I think the noble Lord, Lord Kennedy, asked why the NCA cannot launch criminal proceedings against the phone line. The ownership of the phone line is concealed and often anonymous. The noble Lord makes the point about identification, because we have to provide identification for everything, but someone can simply go into a mobile phone shop and buy a mobile phone. I will take that point away with me. The noble Lord also made a point on verification, and I do not disagree. He also asked whether there was an unwillingness of mobile phone operators to engage with this. I think there was that element, because the Government would not have legislated if mobile phone operators had co-operated on this. I think that that answers the noble Lord’s questions.
I thank the Minister for those replies. I am pleased that the Minister has confirmed that some of the companies involved may not be as keen as we hoped they would be. It is a bizarre situation that someone can go off down the road and buy a mobile phone.
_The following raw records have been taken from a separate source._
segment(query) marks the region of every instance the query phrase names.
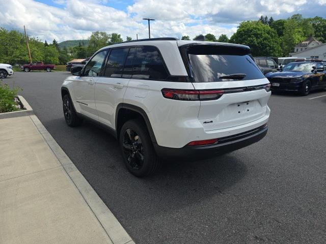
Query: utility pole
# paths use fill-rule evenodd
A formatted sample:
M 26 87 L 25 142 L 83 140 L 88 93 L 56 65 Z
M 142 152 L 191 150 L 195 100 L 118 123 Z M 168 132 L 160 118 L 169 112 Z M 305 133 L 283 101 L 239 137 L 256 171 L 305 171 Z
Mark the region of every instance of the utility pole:
M 31 56 L 31 50 L 30 50 L 30 45 L 29 45 L 29 39 L 27 38 L 27 35 L 26 34 L 26 29 L 25 28 L 25 25 L 24 25 L 24 31 L 25 32 L 25 37 L 26 38 L 26 43 L 27 44 L 27 49 L 29 50 L 29 55 L 30 55 L 30 62 L 32 63 L 32 56 Z
M 151 20 L 155 20 L 155 19 L 149 19 L 149 18 L 146 18 L 143 19 L 148 21 L 148 37 L 150 39 L 151 39 L 151 28 L 150 28 L 150 26 L 149 25 L 149 21 L 150 21 Z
This may not be the only solution, but if you bought a phone and the line was attached to you and you had to provide your passport and credit card, and even if in the end you were not a drug dealer but the phone was used for a drug deal, someone could go back and say: “Hang on—you bought this phone six months ago and now it has been used in these operations. What have you got to say about that?”. The fact that it is all anonymous makes things very difficult for everybody concerned.
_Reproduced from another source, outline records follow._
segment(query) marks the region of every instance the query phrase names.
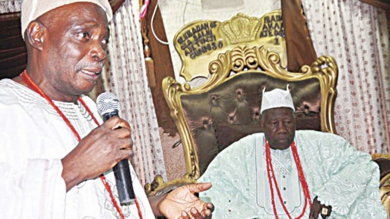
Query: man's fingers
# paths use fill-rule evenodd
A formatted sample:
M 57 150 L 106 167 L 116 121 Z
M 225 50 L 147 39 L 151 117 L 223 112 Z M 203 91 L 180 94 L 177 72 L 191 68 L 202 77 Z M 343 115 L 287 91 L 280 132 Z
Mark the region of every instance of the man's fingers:
M 131 130 L 130 125 L 126 120 L 117 116 L 114 116 L 106 121 L 103 124 L 106 127 L 114 130 L 119 128 L 126 128 Z
M 191 208 L 190 210 L 190 213 L 191 213 L 191 215 L 194 217 L 194 219 L 204 219 L 204 218 L 202 215 L 200 214 L 199 212 L 195 208 Z
M 131 134 L 131 131 L 127 128 L 118 129 L 112 131 L 115 133 L 115 136 L 119 138 L 130 138 Z
M 181 212 L 181 218 L 182 219 L 191 219 L 190 216 L 185 212 Z
M 207 208 L 208 209 L 210 209 L 211 212 L 214 211 L 214 205 L 213 205 L 211 202 L 209 202 L 208 203 L 206 204 L 206 208 Z

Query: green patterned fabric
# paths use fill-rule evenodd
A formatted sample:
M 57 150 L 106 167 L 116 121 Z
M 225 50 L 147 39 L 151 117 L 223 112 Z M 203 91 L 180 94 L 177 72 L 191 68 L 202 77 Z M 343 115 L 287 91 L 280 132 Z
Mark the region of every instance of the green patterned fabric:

I think it is the companies—either the shops or mobile phone operators—who are not keen to co-operate. We have seen in other Bills, such as the Data Protection Bill, other issues from companies that are not keen to co-operate with the Government and law enforcement agencies. Perhaps we should look further at that, because it seems ridiculous to me. The noble Lord, Lord Paddick, will know better than I that these are really serious matters. People’s lives can be totally destroyed. A company certainly has no right not to co-operate with the Government. The Government should insist on this. As I said, you cannot get your parcel from the Post Office without producing your council tax bill or your passport, but you can go off and buy a mobile phone and become a drug dealer. It is ridiculous.
I also mentioned the point about cannabis seeds. Cannabis seeds and all the equipment can be bought in this country quite legally. You cannot run a cannabis farm, but you can buy seeds on a number of high streets, which is absolutely ridiculous. I found that out only a few weeks ago when I was out with the police on the beat. They said, “That shop down the road, you can buy all the stuff, and there’s nothing illegal in doing that”. If that is the case—and I have no reason to doubt the officers—that should also be looked at, because it is a ridiculous situation.
I forgot to mention that point. If the noble Lord would let me know the name of the shop, we can take that on.